President J.A. Kufuor and the leaders of the Christian Council met on Monday night to discuss matters arising from the government's bid to go ahead with the promulgation of the Representation of the People (Amendment) Bill (ROPAB), despite the disquiet expressed by minority parties and some civil society organisations.
At the end of the meeting, which was held behind closed doors, at the Castle, the President requested the leader of the council yesterday to finalise discussions on some issues which were raised at the encounter.
In an interview in Accra yesterday, Mr Kwabena Agyepong, the Press Secretary to the President, said the President requested the Christian Council to advise the minority parties to discard their intentions to cause mayhem in the country because of the ROPAB.
Rather, he said, it was the view of the President that the minority parties should allow the Constitution to work and Parliament to discharge its statutory obligations. Mr Agyepong said the President was emphatic that all that the government was seeking to do was to respect and implement the provisions of the Constitution.

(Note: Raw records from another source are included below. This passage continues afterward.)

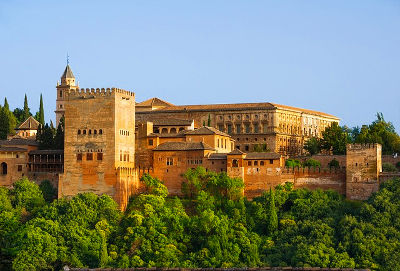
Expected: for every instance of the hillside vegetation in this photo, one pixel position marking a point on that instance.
(213, 226)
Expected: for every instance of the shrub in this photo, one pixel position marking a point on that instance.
(387, 167)
(334, 164)
(312, 163)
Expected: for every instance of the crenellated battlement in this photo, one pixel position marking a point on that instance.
(362, 146)
(93, 92)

In his State of the Nation Address delivered to Parliament on Tuesday, January 31, 2006, President Kufuor declared the readiness of the government to push ahead with the promulgation of the ROPAB, which had generated some nervousness among sections of the body politic.
The need to extend the ballot box to Ghanaians abroad was contained in the 1996 State of the Nation Address delivered by the former President, Flt Lt J.J. Rawlings.
Some members of the opposition parties, particularly the National Democratic Congress (NDC), the People's National Convention (PNC), the Every Ghanaian Living Everywhere (EGLE) party, the National Reform Party (NRP) and the Convention People's Party (CPP), and some civil society groups have expressed concerns about the passage of the ROPAB, saying the bill was a recipe for violence and mistrust of the electoral process.
At a press briefing at the Castle last Monday, Mr Agyepong stated that the position of President Kufuor on the bill was that whether the bill should be passed into law or otherwise was a matter for Parliament. He said there was no indication that the government would back down on the ROPAB, despite the nervousness which it had generated in the body politic.